What’s more, a lot of the source material is familiar for fans of the band. Those “blues” were present on the collective’s last proper studio album, Kollaps Tradixionales, which explored the idea of a full structural collapse before any kind of lifetime improvement, pointing fingers at a society leaning on commerce and power (we see that pop up again in “What We Loved Was Not Enough” with a tongue-in-cheek reference to the West rising again). And most of the members of Thee Silver Mt. Zion Memorial Orchestra had their collective say on austerity measures earlier this year, when Godspeed You! Black Emperor—which shares four out of five members with Silver Mt. Zion—issued a statement after being awarded the Polaris Music Prize. The collective unsurprisingly was a no-show for the ceremony, which was held at the restored, ritzy Carlu in Toronto, but its later-issued, collective statement pretty much outlined what would come in Silver Mt. Zion’s Fuck Off Get Free We Pour Light on Everything. As Menuck tells me on the phone, you sit down and write an album for and about the people and things you know. In 2013, we could see those pretty concisely listed in one of Godspeed’s few active steps into the spotlight, that award-response statement:
thanks for the nomination thanks for the prize- it feels nice to be acknowledged by the Troubled Motherland when we so often feel orphaned here. and much respect for all y’all who write about local bands, who blow that horn loudly- because that trumpeting is crucial and necessary and important …
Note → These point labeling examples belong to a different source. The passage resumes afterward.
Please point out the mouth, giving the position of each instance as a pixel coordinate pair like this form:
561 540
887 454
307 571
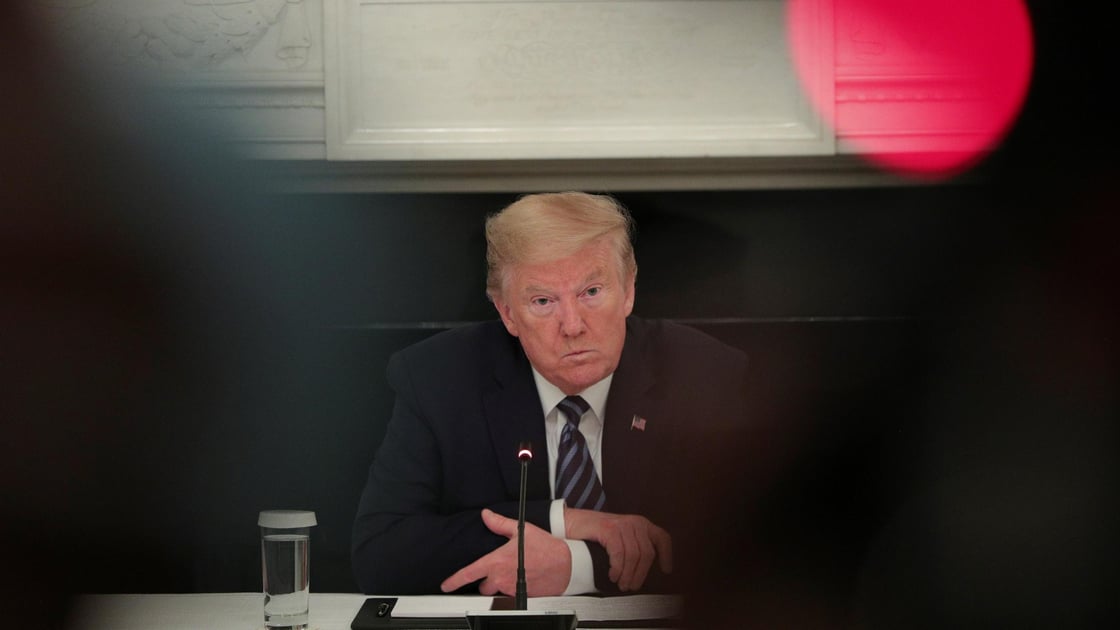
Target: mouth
578 354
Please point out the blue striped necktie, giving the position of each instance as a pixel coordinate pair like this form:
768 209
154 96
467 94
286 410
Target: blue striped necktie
577 481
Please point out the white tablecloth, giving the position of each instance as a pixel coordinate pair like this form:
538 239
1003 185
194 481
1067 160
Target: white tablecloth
204 611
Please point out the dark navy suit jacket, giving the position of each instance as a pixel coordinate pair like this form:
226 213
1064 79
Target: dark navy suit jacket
466 398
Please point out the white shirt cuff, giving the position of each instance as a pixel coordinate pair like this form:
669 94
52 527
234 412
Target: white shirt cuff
582 571
582 574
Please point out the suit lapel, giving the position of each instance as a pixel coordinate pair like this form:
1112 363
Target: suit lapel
625 447
513 414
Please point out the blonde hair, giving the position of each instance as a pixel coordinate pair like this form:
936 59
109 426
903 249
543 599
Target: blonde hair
552 225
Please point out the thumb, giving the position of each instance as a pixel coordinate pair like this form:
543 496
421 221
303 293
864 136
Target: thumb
498 524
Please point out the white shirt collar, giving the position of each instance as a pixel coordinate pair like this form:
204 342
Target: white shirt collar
596 396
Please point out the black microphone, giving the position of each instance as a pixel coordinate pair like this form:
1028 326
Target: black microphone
520 618
524 455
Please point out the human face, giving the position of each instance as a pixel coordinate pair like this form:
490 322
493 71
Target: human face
570 314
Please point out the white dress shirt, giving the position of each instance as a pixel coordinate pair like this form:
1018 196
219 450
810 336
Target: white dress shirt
582 573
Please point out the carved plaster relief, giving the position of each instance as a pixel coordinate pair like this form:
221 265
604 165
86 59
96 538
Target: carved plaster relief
187 35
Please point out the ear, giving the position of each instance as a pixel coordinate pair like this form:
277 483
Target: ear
506 314
628 297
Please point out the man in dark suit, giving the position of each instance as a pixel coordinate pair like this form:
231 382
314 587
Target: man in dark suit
633 415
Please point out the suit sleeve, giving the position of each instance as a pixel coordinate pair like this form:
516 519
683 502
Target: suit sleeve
409 533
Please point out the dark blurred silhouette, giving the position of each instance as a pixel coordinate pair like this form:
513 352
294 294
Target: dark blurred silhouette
150 346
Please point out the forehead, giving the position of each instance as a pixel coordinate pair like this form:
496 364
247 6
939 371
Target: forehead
594 262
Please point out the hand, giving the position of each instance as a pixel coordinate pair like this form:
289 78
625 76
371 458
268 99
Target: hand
548 562
632 543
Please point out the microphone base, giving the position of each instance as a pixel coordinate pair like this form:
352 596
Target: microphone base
522 620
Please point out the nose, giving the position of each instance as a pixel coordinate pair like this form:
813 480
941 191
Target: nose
571 320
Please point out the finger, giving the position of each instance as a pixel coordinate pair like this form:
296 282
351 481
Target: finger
631 558
488 587
644 563
498 524
616 552
664 544
466 575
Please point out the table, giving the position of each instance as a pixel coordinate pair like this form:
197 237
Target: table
328 611
204 611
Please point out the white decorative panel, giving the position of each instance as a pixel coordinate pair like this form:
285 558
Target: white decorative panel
435 80
252 67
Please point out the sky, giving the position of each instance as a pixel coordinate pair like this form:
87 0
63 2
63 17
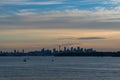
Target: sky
34 24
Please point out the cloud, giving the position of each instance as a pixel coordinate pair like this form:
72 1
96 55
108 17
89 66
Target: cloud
28 2
91 38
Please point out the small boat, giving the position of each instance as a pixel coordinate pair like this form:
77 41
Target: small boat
25 60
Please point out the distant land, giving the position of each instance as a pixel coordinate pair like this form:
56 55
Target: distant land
65 52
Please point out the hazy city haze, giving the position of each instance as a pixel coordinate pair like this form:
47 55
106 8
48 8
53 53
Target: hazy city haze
31 24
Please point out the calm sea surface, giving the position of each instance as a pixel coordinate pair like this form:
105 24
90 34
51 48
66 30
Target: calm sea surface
61 68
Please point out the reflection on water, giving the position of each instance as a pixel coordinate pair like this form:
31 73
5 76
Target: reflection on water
62 68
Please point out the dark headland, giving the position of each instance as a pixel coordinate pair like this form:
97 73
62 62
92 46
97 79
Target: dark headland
64 52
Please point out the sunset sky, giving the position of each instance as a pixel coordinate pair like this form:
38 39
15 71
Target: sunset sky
34 24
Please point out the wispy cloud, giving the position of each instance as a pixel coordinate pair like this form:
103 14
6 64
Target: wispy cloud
91 38
28 2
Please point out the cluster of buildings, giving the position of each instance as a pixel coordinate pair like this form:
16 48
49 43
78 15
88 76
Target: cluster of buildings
48 52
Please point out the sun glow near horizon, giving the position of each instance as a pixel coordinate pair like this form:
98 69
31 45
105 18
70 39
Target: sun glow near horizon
32 39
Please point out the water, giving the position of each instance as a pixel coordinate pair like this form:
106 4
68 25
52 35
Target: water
61 68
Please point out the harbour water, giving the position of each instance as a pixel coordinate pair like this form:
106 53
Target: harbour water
60 68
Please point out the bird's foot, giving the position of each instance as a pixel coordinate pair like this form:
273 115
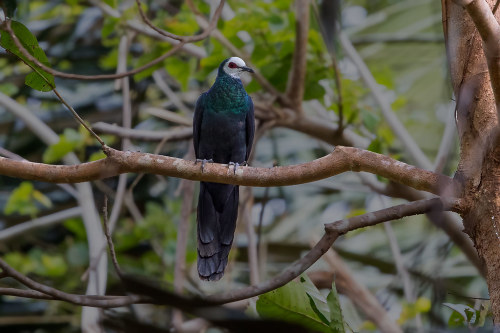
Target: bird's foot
203 162
236 165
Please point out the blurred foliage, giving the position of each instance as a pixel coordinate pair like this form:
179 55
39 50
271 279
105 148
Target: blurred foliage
38 79
301 302
75 37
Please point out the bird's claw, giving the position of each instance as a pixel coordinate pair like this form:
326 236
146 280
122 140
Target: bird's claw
236 165
203 162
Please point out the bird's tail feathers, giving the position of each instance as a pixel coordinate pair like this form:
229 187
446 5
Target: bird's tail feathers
217 214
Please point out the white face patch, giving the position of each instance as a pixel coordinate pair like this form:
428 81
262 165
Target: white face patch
232 67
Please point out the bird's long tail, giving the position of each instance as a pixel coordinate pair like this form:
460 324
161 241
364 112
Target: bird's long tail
217 214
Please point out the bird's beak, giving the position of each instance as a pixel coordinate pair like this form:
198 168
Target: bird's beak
247 69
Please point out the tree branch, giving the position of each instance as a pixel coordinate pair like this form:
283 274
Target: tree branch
186 39
489 29
173 134
333 231
342 159
173 50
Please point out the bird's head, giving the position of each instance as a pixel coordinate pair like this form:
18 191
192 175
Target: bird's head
234 66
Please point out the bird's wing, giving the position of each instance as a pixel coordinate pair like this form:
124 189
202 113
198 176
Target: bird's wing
250 127
198 117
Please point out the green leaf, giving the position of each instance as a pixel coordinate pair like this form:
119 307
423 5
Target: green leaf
291 303
38 79
77 254
316 299
463 315
336 319
8 89
75 225
41 198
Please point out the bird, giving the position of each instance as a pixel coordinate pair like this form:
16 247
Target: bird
223 132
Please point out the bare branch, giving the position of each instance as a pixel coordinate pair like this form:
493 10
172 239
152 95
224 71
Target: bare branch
342 159
173 134
173 50
397 127
41 222
186 39
296 78
489 29
333 231
39 290
111 246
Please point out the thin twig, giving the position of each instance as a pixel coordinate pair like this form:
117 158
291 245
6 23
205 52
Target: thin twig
77 117
54 72
177 133
109 239
418 157
333 231
185 39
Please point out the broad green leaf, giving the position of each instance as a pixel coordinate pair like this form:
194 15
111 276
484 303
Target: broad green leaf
291 303
38 79
336 319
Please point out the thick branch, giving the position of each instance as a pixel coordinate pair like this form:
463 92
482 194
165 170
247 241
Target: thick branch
342 159
489 29
333 231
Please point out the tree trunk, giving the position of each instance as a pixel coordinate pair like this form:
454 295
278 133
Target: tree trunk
476 116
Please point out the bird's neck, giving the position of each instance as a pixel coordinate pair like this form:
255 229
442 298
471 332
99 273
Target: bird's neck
227 91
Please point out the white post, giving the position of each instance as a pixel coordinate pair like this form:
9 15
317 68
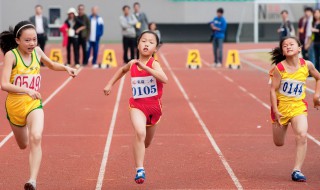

3 quick bullet-points that almost anybody could agree on maybe=
holding a gala during a time of austerity and normalized decline is a weird thing to do.
organizing a gala just so musicians can compete against each other for a novelty-sized cheque doesn’t serve the cause of righteous music at all.
asking the toyota motor company to help cover the tab for that gala, during a summer where the melting northern ice caps are live-streaming on the internet, IS FUCKING INSANE, and comes across as tone-deaf to the current horrifying malaise.